A Neural Spiking Approach Compared to Deep Feedforward Networks on Stepwise Pixel Erasement
Ren\'e Larisch, Michael Teichmann, Fred H. Hamker

TL;DR
This paper compares a biologically plausible two-layer spiking neural network to deep convolutional neural networks in classifying MNIST images with stepwise pixel removal, demonstrating comparable accuracy and robustness.
Contribution
It introduces a biologically plausible two-layer spiking neural network trained with a learning rule and compares its performance to deep CNNs on occlusion robustness.
Findings
Spiking network achieves good accuracy on occluded MNIST images.
Spiking network demonstrates robustness comparable to deep CNNs.
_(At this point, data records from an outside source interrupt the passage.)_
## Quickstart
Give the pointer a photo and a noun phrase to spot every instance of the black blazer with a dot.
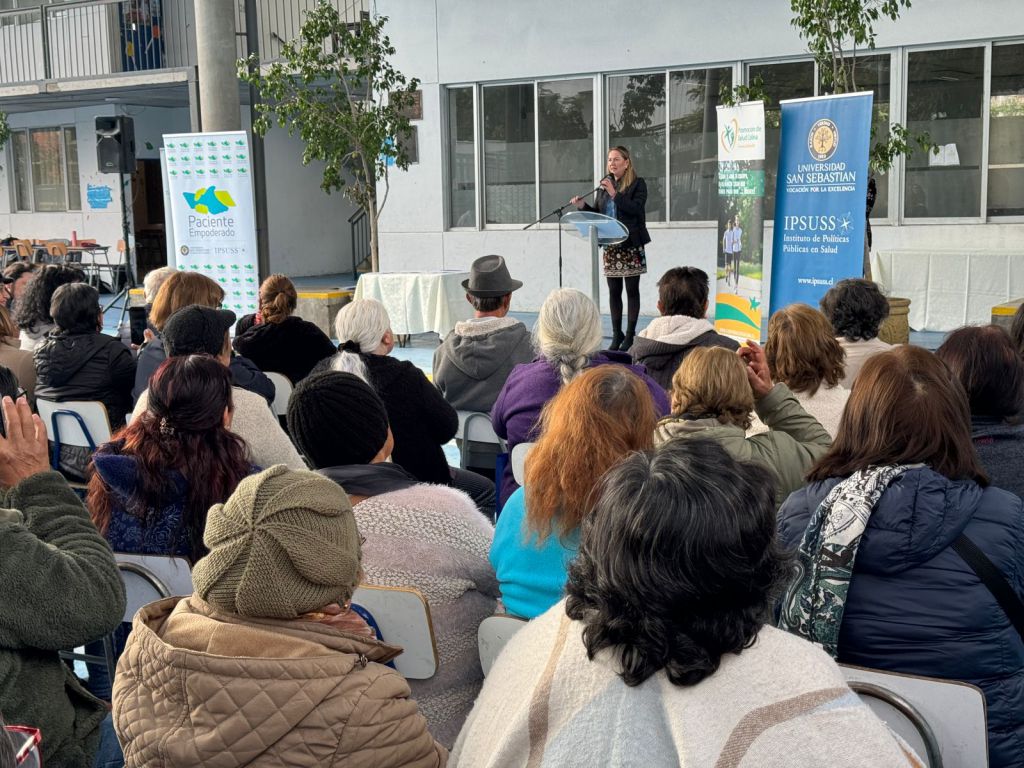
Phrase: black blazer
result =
(630, 209)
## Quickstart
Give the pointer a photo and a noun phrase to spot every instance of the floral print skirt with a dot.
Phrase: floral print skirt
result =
(624, 260)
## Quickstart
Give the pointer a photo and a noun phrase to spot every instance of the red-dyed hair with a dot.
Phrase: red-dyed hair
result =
(594, 422)
(181, 429)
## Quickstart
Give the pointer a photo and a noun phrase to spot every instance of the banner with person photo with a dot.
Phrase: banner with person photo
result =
(820, 196)
(213, 223)
(740, 219)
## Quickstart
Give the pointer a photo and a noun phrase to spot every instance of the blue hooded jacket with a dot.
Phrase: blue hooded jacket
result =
(915, 606)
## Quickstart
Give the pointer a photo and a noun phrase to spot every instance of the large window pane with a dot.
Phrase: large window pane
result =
(1006, 137)
(636, 121)
(509, 170)
(693, 142)
(944, 92)
(23, 176)
(565, 125)
(462, 158)
(781, 81)
(71, 167)
(47, 174)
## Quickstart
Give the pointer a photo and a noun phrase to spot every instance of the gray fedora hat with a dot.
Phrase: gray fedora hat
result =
(489, 276)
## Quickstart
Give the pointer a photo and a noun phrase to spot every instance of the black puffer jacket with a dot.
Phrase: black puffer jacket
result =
(86, 367)
(291, 347)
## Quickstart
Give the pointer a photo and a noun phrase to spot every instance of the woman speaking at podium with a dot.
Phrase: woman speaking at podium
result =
(623, 196)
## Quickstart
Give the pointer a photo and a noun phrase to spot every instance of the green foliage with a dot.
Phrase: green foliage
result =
(738, 93)
(336, 88)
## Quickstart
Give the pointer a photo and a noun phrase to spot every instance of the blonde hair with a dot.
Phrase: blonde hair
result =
(276, 298)
(154, 280)
(712, 382)
(631, 175)
(802, 350)
(567, 332)
(363, 322)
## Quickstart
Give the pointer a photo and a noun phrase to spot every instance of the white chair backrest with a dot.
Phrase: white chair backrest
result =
(151, 578)
(519, 462)
(282, 391)
(952, 714)
(402, 615)
(65, 421)
(495, 632)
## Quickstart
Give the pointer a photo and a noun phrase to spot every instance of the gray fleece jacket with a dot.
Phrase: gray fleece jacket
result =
(473, 361)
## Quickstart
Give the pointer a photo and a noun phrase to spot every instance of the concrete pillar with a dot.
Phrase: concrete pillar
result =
(218, 83)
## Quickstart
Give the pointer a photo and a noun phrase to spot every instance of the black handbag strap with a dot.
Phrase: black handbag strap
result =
(993, 581)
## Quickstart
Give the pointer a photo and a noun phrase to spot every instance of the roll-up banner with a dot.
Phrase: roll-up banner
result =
(740, 229)
(214, 227)
(820, 196)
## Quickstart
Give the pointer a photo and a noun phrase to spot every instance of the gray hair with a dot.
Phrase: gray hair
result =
(154, 280)
(568, 331)
(363, 322)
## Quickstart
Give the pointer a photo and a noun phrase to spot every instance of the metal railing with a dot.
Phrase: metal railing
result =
(94, 38)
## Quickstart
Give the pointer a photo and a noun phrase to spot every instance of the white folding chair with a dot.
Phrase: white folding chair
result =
(152, 578)
(519, 462)
(474, 426)
(282, 391)
(81, 423)
(493, 635)
(942, 720)
(402, 617)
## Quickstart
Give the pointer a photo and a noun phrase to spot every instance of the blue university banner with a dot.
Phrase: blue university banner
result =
(820, 196)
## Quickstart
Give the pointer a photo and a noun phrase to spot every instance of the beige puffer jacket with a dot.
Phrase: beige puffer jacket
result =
(197, 686)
Biologically plausible learning rules can be effective for robust object recognition.
Abstract
In real world scenarios, objects are often partially occluded. This requires a robustness for object recognition against these perturbations. Convolutional networks have shown good performances in classification tasks. The learned convolutional filters seem similar to receptive fields of simple cells found in the primary visual cortex. Alternatively, spiking neural networks are more biological plausible. We developed a two layer spiking network, trained on natural scenes with a biologically plausible learning rule. It is compared to two deep convolutional neural networks using a classification task of stepwise pixel erasement on MNIST. In comparison to these networks the spiking approach achieves good accuracy and robustness.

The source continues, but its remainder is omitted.